Thursday, November 24, 2011

Happy Thanksgiving

Thanksgiving means fall and fall means it is decorative gourd season.  So after you have stuffed yourself silly and watched some football, read this lovely Ode to Fall.

Note: There is colorful language.

Sunday, November 13, 2011

CLINK! Barrel aged cocktails

You know that I really like mixing and drinking cocktails. Well, Four Squares and I stumbled across something that takes cocktails to the next level. Okay, maybe not the next level, but at least to a different level-barrel aged cocktails. The idea is simple-mix up a very large batch of spirit based cocktails (sorry, fruit juice and eggs just won't work), without ice, pour into a charred American Oak barrel and wait. For a while. Maybe anywhere from 5-7 weeks. Be patient. Decant. Pour into a mixing glass over ice and stir until well chilled (these will all be stirred, refer to my post Shaken vs. Stirred). The effect is sublime but different for different drinks. The charred oak will exert a different influence based on what is in the barrel and for how long.
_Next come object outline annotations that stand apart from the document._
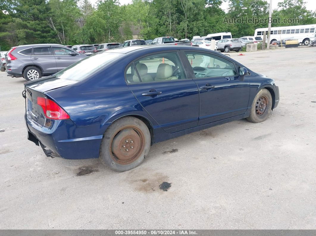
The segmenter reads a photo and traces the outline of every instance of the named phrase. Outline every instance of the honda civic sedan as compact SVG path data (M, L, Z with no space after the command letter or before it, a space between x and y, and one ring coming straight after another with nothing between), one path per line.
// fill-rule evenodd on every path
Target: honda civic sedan
M47 156L100 158L118 171L140 164L156 143L240 119L264 121L279 100L272 79L179 45L97 53L25 89L29 140Z

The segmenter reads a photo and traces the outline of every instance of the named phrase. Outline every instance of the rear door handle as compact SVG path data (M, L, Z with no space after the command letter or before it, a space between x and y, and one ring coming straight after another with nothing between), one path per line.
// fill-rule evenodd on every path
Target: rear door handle
M154 92L147 92L143 93L142 95L143 96L153 96L153 95L158 95L160 94L161 92L160 91L155 91Z
M207 90L210 89L213 89L213 88L215 87L215 86L213 85L210 85L208 83L207 83L205 85L205 86L202 86L201 87L200 87L200 88L201 89Z

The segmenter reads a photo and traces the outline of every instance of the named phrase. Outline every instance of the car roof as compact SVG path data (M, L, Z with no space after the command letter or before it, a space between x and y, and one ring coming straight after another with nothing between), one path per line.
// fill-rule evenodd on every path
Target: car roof
M131 52L136 50L151 51L151 49L159 47L160 50L176 50L180 49L186 50L204 50L208 49L204 49L202 48L197 47L192 47L191 46L182 45L139 45L130 47L123 47L121 48L116 48L106 51L108 53L118 53L128 54ZM144 53L146 53L144 52Z
M66 47L64 45L57 43L40 43L39 44L28 44L25 45L19 45L17 47L40 47L41 46L61 46Z

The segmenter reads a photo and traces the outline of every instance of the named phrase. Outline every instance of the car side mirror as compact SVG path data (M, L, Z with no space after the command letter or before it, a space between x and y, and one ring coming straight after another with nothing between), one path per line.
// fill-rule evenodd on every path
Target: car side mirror
M240 67L238 69L239 78L241 80L244 80L244 77L248 73L248 71L244 67Z

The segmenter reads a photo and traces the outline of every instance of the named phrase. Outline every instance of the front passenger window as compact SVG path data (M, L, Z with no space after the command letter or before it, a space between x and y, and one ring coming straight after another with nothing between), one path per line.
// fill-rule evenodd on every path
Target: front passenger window
M160 53L144 57L134 63L141 83L186 78L176 52ZM134 82L137 78L135 77Z
M209 78L237 75L234 63L212 54L186 52L196 78Z

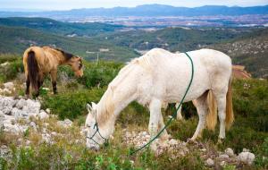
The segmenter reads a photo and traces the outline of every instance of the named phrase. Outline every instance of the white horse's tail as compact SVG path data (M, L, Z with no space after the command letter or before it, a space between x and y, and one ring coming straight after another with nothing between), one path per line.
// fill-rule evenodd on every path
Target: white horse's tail
M209 130L214 131L217 124L217 103L212 90L208 91L206 99L208 105L206 127Z
M231 91L231 78L229 81L228 91L226 95L226 118L225 125L229 130L234 121L233 110L232 110L232 91Z
M209 130L214 131L217 124L217 103L211 90L207 94L208 114L206 115L206 127ZM225 126L229 130L234 121L232 110L232 91L231 91L231 78L229 81L228 91L226 94L226 118Z

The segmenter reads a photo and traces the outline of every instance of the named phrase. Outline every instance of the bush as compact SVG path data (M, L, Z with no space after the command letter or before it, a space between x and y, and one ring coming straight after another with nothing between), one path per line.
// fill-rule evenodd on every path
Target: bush
M9 64L0 66L0 81L6 81L16 78L19 72L23 72L23 64L21 58L12 60Z
M53 96L44 96L43 108L51 108L52 113L61 119L74 119L78 115L87 114L86 104L97 102L105 89L80 89L66 91Z
M84 76L79 82L86 87L105 87L117 75L122 64L113 62L99 62L85 64Z

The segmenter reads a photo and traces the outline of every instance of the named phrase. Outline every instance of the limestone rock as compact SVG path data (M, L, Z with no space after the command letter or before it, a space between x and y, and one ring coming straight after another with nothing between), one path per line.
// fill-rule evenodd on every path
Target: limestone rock
M14 88L14 83L13 82L5 82L5 83L4 83L4 89L13 90Z
M205 164L206 164L206 166L212 167L214 166L214 161L212 158L208 158L208 159L206 159Z
M225 152L229 157L233 157L233 156L234 156L233 150L232 150L230 148L226 149L224 152Z
M255 155L251 152L246 151L246 152L241 152L238 156L238 159L240 162L246 163L247 165L252 165L255 159Z

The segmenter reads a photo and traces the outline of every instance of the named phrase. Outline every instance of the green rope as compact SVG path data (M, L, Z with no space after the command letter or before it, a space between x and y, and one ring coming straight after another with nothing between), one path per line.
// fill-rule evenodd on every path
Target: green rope
M176 112L174 112L174 113L172 114L172 116L168 120L167 123L163 126L163 128L162 128L162 130L156 134L156 136L155 136L153 139L151 139L151 140L150 140L147 144L145 144L144 146L142 146L142 147L140 147L139 149L138 149L134 150L133 152L131 152L130 155L133 155L133 154L138 152L139 150L143 149L146 148L147 146L150 145L155 140L156 140L156 139L160 136L160 134L167 128L167 126L169 126L169 125L171 124L171 123L172 123L172 121L174 119L174 117L177 116L177 112L178 112L179 108L181 106L181 105L182 105L182 103L183 103L183 101L184 101L184 98L185 98L185 97L186 97L186 95L187 95L187 93L188 93L188 89L189 89L189 88L190 88L190 86L191 86L191 84L192 84L193 78L194 78L194 63L193 63L193 60L191 59L191 57L190 57L186 52L185 52L184 54L188 57L188 59L189 59L190 62L191 62L192 74L191 74L191 79L190 79L190 81L189 81L189 83L188 83L188 86L187 87L187 89L186 89L186 91L185 91L185 94L184 94L183 98L181 98L179 106L176 108Z

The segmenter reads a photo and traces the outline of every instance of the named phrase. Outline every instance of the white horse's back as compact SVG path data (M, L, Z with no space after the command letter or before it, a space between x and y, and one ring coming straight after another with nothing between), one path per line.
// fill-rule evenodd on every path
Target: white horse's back
M194 64L194 77L190 89L184 101L197 98L199 116L197 128L191 138L201 136L205 127L205 116L209 108L207 94L213 93L212 100L217 101L220 125L220 139L225 138L225 127L233 121L231 105L231 61L222 52L212 49L200 49L188 52ZM172 54L163 49L155 48L139 58L132 60L123 67L108 89L96 105L96 115L88 115L86 124L92 127L91 122L99 123L99 135L89 129L87 145L91 147L113 133L114 122L121 111L131 101L147 106L150 110L148 130L154 138L164 127L161 114L163 103L180 102L190 81L192 66L188 57L183 54ZM214 99L215 98L215 99ZM216 114L216 113L214 113ZM96 120L94 120L96 117ZM216 116L213 116L216 117ZM216 121L214 120L214 121ZM89 125L88 125L89 124ZM225 126L226 125L226 126ZM164 139L167 132L163 131ZM92 140L92 141L91 141ZM151 147L154 149L154 143Z
M228 55L212 49L188 52L194 64L194 79L185 101L195 99L205 91L218 88L214 84L221 80L222 86L228 85L231 62ZM142 76L137 82L142 103L147 93L161 98L163 102L180 101L191 78L191 63L184 53L173 54L155 48L133 61L137 67L143 68ZM150 79L144 75L150 75ZM129 75L130 76L130 75ZM221 86L221 85L220 85ZM148 91L149 90L149 91ZM150 101L147 101L150 102Z

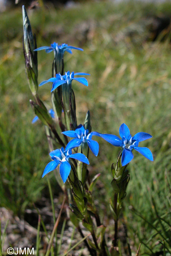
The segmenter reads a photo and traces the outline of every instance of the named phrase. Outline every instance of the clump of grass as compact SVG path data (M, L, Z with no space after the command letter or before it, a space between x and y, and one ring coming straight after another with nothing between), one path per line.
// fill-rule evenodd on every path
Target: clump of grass
M74 72L82 72L84 68L84 72L91 74L88 90L73 84L80 106L77 112L80 123L89 109L94 130L118 135L118 128L124 122L132 135L141 131L153 135L151 141L143 146L153 153L154 162L144 165L142 157L135 154L130 165L131 179L124 212L134 246L138 248L140 242L142 254L151 254L161 250L156 240L164 238L166 249L169 242L171 71L169 40L146 42L149 32L144 20L149 9L154 15L170 15L171 5L100 2L93 6L86 3L72 11L47 9L43 20L40 9L34 12L30 20L38 46L56 41L84 48L81 57L75 51L72 60ZM20 19L17 19L18 17ZM38 199L46 186L41 176L48 161L48 146L41 124L31 123L34 117L29 106L31 96L22 53L21 11L5 13L1 19L0 198L2 206L19 214L28 204ZM83 36L87 24L88 34ZM130 37L132 25L136 32ZM55 33L57 30L59 38ZM45 54L43 52L38 54L39 82L50 78L51 74L51 56L46 55L45 59ZM66 62L66 71L68 67ZM40 88L40 92L50 107L50 86ZM100 194L104 198L103 206L110 196L110 166L118 151L100 138L97 140L101 149L99 156L91 160L90 171L92 175L101 172L103 177L103 183L100 180L97 182L101 189L97 195L97 198ZM103 212L102 207L99 208ZM110 219L109 207L106 211ZM157 232L149 223L158 225Z

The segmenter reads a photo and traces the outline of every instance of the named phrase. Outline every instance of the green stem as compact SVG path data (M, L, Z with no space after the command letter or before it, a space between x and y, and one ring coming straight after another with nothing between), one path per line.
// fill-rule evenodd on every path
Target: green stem
M115 247L117 246L117 239L118 239L118 217L117 214L117 202L118 202L118 194L116 193L114 195L114 211L117 216L116 219L115 220L115 226L114 226L114 241L113 242L113 246Z

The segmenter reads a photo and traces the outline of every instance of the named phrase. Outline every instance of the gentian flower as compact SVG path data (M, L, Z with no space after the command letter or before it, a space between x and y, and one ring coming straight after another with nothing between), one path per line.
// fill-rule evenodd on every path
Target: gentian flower
M49 113L50 114L52 118L55 118L55 112L53 111L52 109L51 109L48 111ZM37 116L36 116L32 120L31 122L32 124L34 124L35 122L36 122L39 119L39 118Z
M54 43L51 44L51 46L43 46L41 47L39 47L37 49L35 49L34 51L40 51L42 50L45 50L47 53L51 52L53 50L55 52L56 51L57 53L63 53L64 52L68 52L69 53L72 54L72 52L71 49L74 49L75 50L79 50L80 51L83 51L83 49L81 48L78 48L78 47L74 47L74 46L68 46L66 44L63 44L61 45L58 45L58 44L56 43Z
M101 134L100 136L114 146L122 148L121 164L123 166L127 165L133 159L134 156L132 151L133 149L149 160L153 161L152 153L149 148L138 147L139 142L151 138L151 135L145 132L138 132L132 137L129 128L125 124L121 124L119 132L121 140L117 136L112 134Z
M48 79L48 80L43 81L40 83L39 86L41 86L43 84L46 83L48 82L52 82L52 88L51 90L51 93L58 87L58 86L62 84L66 84L71 85L73 80L76 80L78 82L82 83L86 86L88 86L88 81L84 77L75 78L75 76L84 75L90 75L90 74L86 73L75 73L74 74L74 72L72 72L70 74L70 71L65 72L65 74L64 76L61 76L60 73L57 74L55 78L52 77Z
M70 141L66 145L65 150L74 148L80 146L82 143L85 141L87 142L88 147L97 156L99 153L99 145L98 143L92 139L93 135L100 136L99 134L96 132L92 132L88 133L88 130L85 130L82 124L80 124L75 131L66 131L61 133L72 138L75 138Z
M71 166L69 158L76 159L81 162L89 165L89 162L86 156L81 153L72 154L71 150L64 150L62 147L61 149L55 149L50 154L52 161L48 163L43 172L42 178L52 171L55 170L60 164L59 172L64 183L66 181L71 171Z

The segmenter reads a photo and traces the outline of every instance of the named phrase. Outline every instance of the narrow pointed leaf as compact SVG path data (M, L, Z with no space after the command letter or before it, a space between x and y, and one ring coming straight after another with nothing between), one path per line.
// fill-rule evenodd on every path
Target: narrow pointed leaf
M66 151L67 150L69 149L72 149L75 148L77 147L78 147L81 144L81 140L79 139L73 139L71 141L70 141L66 146L65 148L65 151Z
M72 78L73 80L76 80L78 82L82 83L86 86L88 86L88 81L84 77L80 77L78 78Z
M56 78L55 79L56 80ZM64 81L63 80L59 80L58 81L54 82L52 85L52 88L51 89L51 93L52 92L53 92L53 91L55 90L55 89L56 89L57 87L58 87L58 86L59 86L60 85L61 85L66 83L66 81Z
M98 143L92 139L89 139L87 140L87 143L92 152L96 156L97 156L99 150L99 145Z
M140 141L145 141L146 139L150 139L153 136L149 134L147 134L146 132L138 132L133 137L133 139L135 139L138 142Z
M67 161L62 162L59 168L61 176L64 183L65 182L71 171L71 165Z
M152 153L148 148L135 147L134 149L151 161L153 161Z
M81 162L83 162L83 163L85 163L88 165L89 164L89 162L88 158L83 154L81 154L81 153L71 154L70 155L70 158L76 159Z
M127 125L125 124L122 124L120 127L120 135L121 138L125 137L128 140L130 135L130 132Z
M61 134L71 138L75 138L77 137L77 134L75 131L66 131L61 132Z
M42 178L43 178L46 174L47 174L52 171L55 170L59 163L59 161L58 163L56 162L55 161L51 161L49 163L48 163L45 169L43 172Z
M122 152L121 163L122 166L126 165L129 163L134 157L132 151L126 149L124 149Z
M121 141L119 137L112 134L100 134L100 135L105 141L116 147L120 147Z

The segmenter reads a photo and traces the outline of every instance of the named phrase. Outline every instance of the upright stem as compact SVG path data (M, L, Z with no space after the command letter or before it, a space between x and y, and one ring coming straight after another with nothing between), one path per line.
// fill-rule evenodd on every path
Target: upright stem
M83 238L84 238L85 237L83 234L83 232L82 232L82 230L79 226L78 226L78 230L80 233L80 235L81 235L81 237L82 237ZM84 241L84 242L85 243L85 245L87 247L88 249L88 250L90 253L90 255L91 256L96 256L96 252L95 250L94 249L91 248L90 246L89 246L89 245L88 243L87 243L87 241L86 240L85 240Z
M114 210L117 216L117 219L115 220L115 226L114 226L114 241L113 245L115 247L117 245L117 242L118 239L118 218L117 215L117 201L118 201L118 195L115 193L114 195Z

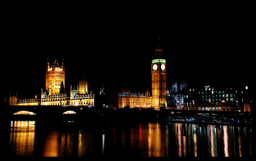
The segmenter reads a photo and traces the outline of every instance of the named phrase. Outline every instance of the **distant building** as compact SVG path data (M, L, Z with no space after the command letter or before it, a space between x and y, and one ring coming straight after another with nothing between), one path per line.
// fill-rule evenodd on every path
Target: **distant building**
M222 111L239 110L239 96L238 89L233 87L190 85L184 93L184 108Z
M244 111L245 112L252 111L252 94L250 84L248 81L245 81L244 83L244 88L242 92L242 102L244 105Z
M58 60L56 62L55 59L50 68L48 60L46 67L46 88L49 90L50 95L59 94L62 82L63 82L64 87L65 87L65 64L64 59L61 67L59 65Z
M58 60L53 62L50 68L47 61L46 65L46 88L42 88L41 93L33 98L18 99L18 95L11 95L7 101L11 106L77 105L87 106L94 104L94 95L88 92L88 85L84 71L82 73L79 83L77 85L70 85L69 92L65 91L65 66L59 66ZM5 98L5 101L6 98Z
M188 82L185 80L180 83L173 83L171 94L172 95L172 101L174 104L183 105L184 104L184 91L189 85Z

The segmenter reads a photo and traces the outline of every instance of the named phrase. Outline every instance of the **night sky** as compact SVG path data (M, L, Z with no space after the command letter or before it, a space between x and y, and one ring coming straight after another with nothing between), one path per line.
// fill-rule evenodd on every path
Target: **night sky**
M17 31L2 59L5 96L11 91L32 96L45 87L47 59L50 66L55 55L59 64L64 59L68 88L71 82L78 83L84 62L90 91L108 80L118 81L126 92L145 93L147 87L151 91L151 61L159 35L167 59L169 88L184 77L190 84L238 87L250 79L252 42L246 31L180 27L167 31L124 28L56 34Z

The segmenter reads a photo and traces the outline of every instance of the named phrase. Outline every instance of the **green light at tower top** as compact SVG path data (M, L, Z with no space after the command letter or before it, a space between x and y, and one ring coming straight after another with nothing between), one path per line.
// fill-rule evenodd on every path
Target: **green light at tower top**
M157 63L158 62L166 63L166 60L163 59L157 59L152 60L152 63Z

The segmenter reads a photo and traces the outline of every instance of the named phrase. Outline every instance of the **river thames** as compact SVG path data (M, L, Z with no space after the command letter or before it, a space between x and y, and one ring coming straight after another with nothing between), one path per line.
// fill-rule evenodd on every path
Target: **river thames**
M252 156L251 127L149 123L45 130L33 121L11 124L4 147L10 156Z

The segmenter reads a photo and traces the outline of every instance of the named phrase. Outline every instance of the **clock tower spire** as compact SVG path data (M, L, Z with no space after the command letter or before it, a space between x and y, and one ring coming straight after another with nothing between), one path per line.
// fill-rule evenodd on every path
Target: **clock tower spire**
M152 77L152 97L153 105L156 109L167 105L166 100L166 74L167 63L165 56L158 37L155 54L151 63Z

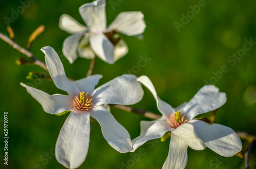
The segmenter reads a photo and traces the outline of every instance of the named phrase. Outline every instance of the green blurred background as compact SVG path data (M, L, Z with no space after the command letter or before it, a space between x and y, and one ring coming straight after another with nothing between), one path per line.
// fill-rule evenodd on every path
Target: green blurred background
M8 34L4 18L11 18L13 10L17 11L24 1L1 1L1 32ZM15 40L26 47L31 33L39 25L44 25L45 31L33 43L32 53L44 61L44 55L40 49L50 45L60 56L68 76L74 79L84 78L90 60L78 58L70 64L63 57L61 52L62 42L69 34L59 28L58 22L60 15L67 13L83 24L78 9L91 1L33 1L10 23L14 31ZM227 95L226 103L218 111L217 123L235 131L256 135L256 45L246 52L244 56L238 57L236 64L234 60L227 60L232 53L243 49L245 39L252 38L256 41L255 3L227 0L206 1L204 3L205 6L191 17L189 22L181 27L178 32L174 23L182 23L181 14L186 16L192 10L190 6L198 5L198 1L107 1L108 25L121 12L141 11L145 15L147 28L142 40L121 35L128 44L129 52L114 65L99 59L96 60L94 74L103 75L99 86L131 69L137 76L147 76L160 98L175 107L189 101L207 81ZM26 57L2 40L0 46L0 125L3 129L3 113L7 111L8 168L37 168L39 166L41 168L63 168L52 153L59 130L68 115L57 116L46 113L19 83L36 85L51 94L66 94L65 92L57 88L52 82L26 79L30 71L45 71L36 65L17 65L17 58ZM136 65L138 67L140 56L146 55L152 59L146 66L139 70L134 68ZM228 71L218 78L215 73L220 76L223 66ZM134 107L160 114L153 96L144 89L143 99ZM111 112L127 129L132 138L139 134L140 121L149 120L114 108ZM209 117L210 113L205 115ZM164 142L159 139L155 140L157 142L150 141L134 153L120 154L103 138L97 122L91 123L91 133L88 155L80 168L161 168L168 154L169 138ZM3 141L0 145L2 155ZM144 152L142 155L139 155L140 149ZM186 168L244 166L243 159L238 156L222 158L208 149L197 151L188 148L188 154ZM133 159L133 155L136 160ZM6 166L1 160L0 166L4 168ZM250 155L250 165L251 168L256 168L255 148Z

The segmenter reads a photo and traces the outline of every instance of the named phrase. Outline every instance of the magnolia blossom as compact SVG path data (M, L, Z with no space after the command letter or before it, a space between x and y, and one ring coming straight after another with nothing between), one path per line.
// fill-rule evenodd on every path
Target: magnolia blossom
M59 27L72 34L65 39L62 48L70 63L76 59L78 52L80 57L90 59L96 54L105 62L113 64L128 52L125 43L117 32L135 36L144 32L144 15L138 11L119 13L106 28L105 6L105 0L97 0L79 8L87 27L67 14L60 17Z
M45 111L59 114L71 111L57 139L55 156L65 167L77 168L84 161L90 141L90 118L100 125L104 138L120 153L132 150L129 133L103 106L105 104L131 105L140 101L143 94L137 77L124 75L94 89L101 75L94 75L71 82L66 76L63 65L57 53L50 46L42 48L46 63L53 82L68 95L48 93L24 83L28 92L38 102Z
M187 146L196 150L206 147L222 156L234 155L242 149L241 140L231 128L194 119L198 114L215 110L226 101L226 94L214 85L203 87L188 103L174 109L162 101L148 77L137 80L146 86L155 98L159 119L141 122L141 135L132 141L133 150L147 140L162 137L171 132L169 153L163 168L184 168L187 162Z

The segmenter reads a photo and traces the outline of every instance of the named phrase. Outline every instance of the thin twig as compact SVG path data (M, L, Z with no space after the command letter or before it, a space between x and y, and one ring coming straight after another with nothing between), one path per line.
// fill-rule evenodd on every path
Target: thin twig
M157 119L161 117L161 115L160 115L156 114L150 111L147 111L142 109L137 109L130 106L116 104L111 104L110 105L112 107L117 108L129 112L133 112L142 115L144 117L152 119Z
M11 46L12 46L13 48L17 50L18 51L20 52L21 53L26 55L29 58L31 58L34 61L34 64L38 65L41 67L42 67L45 69L48 70L47 66L43 62L41 62L40 60L37 59L28 50L25 50L24 48L22 47L18 44L17 44L15 42L14 42L13 40L10 39L7 36L0 32L0 39L2 39L3 40L9 44Z
M251 153L253 147L256 144L256 140L254 140L250 144L250 146L248 148L247 150L244 153L244 162L245 162L245 169L249 169L250 166L249 165L249 156L250 153Z
M95 55L94 58L93 58L91 61L91 63L90 64L89 69L88 70L87 74L86 75L87 77L90 76L93 74L93 69L94 69L94 65L95 65L95 61L96 57L97 56Z

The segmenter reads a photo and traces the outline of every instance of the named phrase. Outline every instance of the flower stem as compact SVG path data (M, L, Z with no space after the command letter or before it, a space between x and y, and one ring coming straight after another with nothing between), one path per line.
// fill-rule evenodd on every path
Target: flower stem
M157 119L161 117L161 115L160 115L142 109L137 109L130 106L116 104L110 104L110 106L127 112L135 113L152 119Z
M5 35L1 32L0 32L0 39L2 39L11 46L12 46L13 48L17 50L20 53L26 55L29 58L31 58L34 61L33 64L38 65L40 67L44 68L45 69L48 70L47 66L46 65L39 60L37 58L36 58L29 51L25 50L24 48L20 46L19 45L17 44L15 42L14 42L13 40L8 38L7 36Z
M87 72L87 74L86 75L86 77L88 77L90 76L93 72L93 69L94 69L94 65L95 65L95 61L97 56L95 55L94 58L93 58L91 61L91 63L90 64L90 68Z

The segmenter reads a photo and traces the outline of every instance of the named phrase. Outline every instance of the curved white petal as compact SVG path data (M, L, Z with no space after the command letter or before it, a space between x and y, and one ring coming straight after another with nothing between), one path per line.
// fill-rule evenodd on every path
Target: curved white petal
M28 92L42 106L44 110L51 114L58 114L72 108L71 101L68 95L61 94L50 95L44 91L20 83Z
M179 111L183 112L183 108L187 104L187 102L183 103L177 107L174 108L174 111L176 112L179 110Z
M214 85L203 86L183 108L184 115L188 120L196 115L214 110L226 103L226 93L219 91Z
M67 14L60 16L59 27L61 29L71 34L85 32L87 30L87 28L85 26L80 24L75 19Z
M90 44L88 35L82 38L79 43L78 54L80 57L88 59L93 59L95 57L95 54Z
M163 120L165 120L165 118L163 116L162 116L158 119L157 119L155 120L151 121L140 121L140 135L145 133L148 128L152 126L154 123L160 122Z
M97 0L81 6L79 9L81 16L90 31L96 34L106 29L105 6L105 0Z
M77 58L77 49L82 34L75 34L68 36L63 42L62 53L70 63Z
M141 12L123 12L117 15L107 31L114 30L128 36L134 36L143 33L145 28L144 15Z
M240 138L232 129L217 124L209 125L199 120L192 120L189 123L194 126L198 137L216 153L230 157L242 150Z
M90 37L91 46L97 55L109 64L113 64L114 45L103 33Z
M163 169L185 168L187 163L187 145L175 134L170 135L169 153Z
M162 137L170 129L170 126L165 120L155 123L145 133L132 140L133 149L132 152L148 140Z
M173 130L173 133L182 139L189 147L196 150L204 150L206 146L198 137L195 131L194 126L189 123L185 123Z
M88 92L92 95L95 86L98 84L99 81L102 77L100 75L95 75L89 77L81 79L75 81L75 83L78 87L80 91Z
M128 47L122 39L114 47L114 61L115 62L128 53Z
M90 114L99 122L104 138L112 147L122 153L132 150L129 133L108 110L98 106L90 110Z
M90 130L89 112L71 112L57 139L57 160L69 168L76 168L81 165L88 152Z
M66 76L64 67L58 55L53 48L49 46L41 49L41 51L46 55L46 65L56 86L67 91L70 98L73 99L73 97L80 91L77 86Z
M139 77L137 80L143 84L150 90L157 102L158 110L164 116L165 119L168 120L172 114L174 113L174 109L170 105L163 101L158 97L155 87L154 87L152 82L147 76L142 76Z
M93 106L103 104L129 105L139 102L144 91L136 79L134 75L124 75L98 87L93 94Z

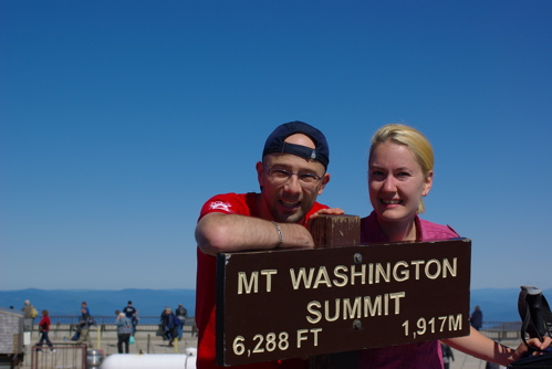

The effect on whiskey would be expected to be much less emphatic than the effect on a clear spirit such as gin. My initial research supports this, although given only a small sample size (which of course I plan to address in the very near future, staring now!). I've included some photos of my first go at this, which incidentally is a Manhattan. I used a 2L barrel. Next up is the Negroni and the El Presidente.
I would be remiss if I didn't cite my muse-Jeffrey Morgenthaler. I believe he deserves credit for at the very least introducing this hair-brained idea to the US. Check out his blog post on the subject, and if you are ever in Portland go to Clyde Common and order up a barrel aged cocktail for yourself. You won't be disappointed.


Barrel aged Manhattan

Recipe for my very first batch of barrel-aged Manhattans:
600 ml Four Roses Bourbon
300 ml Noily Pratt Sweet Vermouth
30 ml Angostura Bitters
So, I siphoned off one drink worth of Manhattans prior to putting about 1L into the barrel. It is a very good drink without aging, I must say. A little sweeter than I am accustomed to, definitely some caramel from the bourbon and more than a hint of earthiness from the sweet vermouth. Also I used a little more Angostura bitters than usual, so there is certainly a very herbal balance, especially on the back end. Nice feel in the mouth and lingers with alcohol for a few seconds after it goes down.
Fast forward 36 days. An unqualified success! The result is a robust Manhattan with a distinct yet mild wood flavor and aroma, but nothing that overpowers the essence of the drink. It is still very clearly a Manhattan. Otherwise, the flavors have melded together nicely and it goes down very smooth. The initial rough edges have definitely smoothed out.  The wood is a little stronger towards the back end, right before the finish. Still a little concerned about the bitters-probably too much in this batch but I’ll remedy that in the next batch.  Also, I'll probably leave the next batch in the barrel a bit longer so that it picks up even more of the wood.


Friday, November 11, 2011

Weekend Plans

1. Art Conspiracy is Saturday - 150 artists, bidding starts at 20 bucks, with music from Datahowler, The Hope Trust and J. Charles and the Trainrobbers.  Proceeds from the auction benefit Music Angels, a group that provides piano lessons to children in Dallas-area hospitals.  Buy your tickets here.

2. Saturday morning take your puppy up to Addison to get a holiday photo with Santa.  Proceeds from the photos benefit the Greyhoud Adoption League of Texas.

3. Saturday and Sunday is also the Lakewood Homes Tour and Market.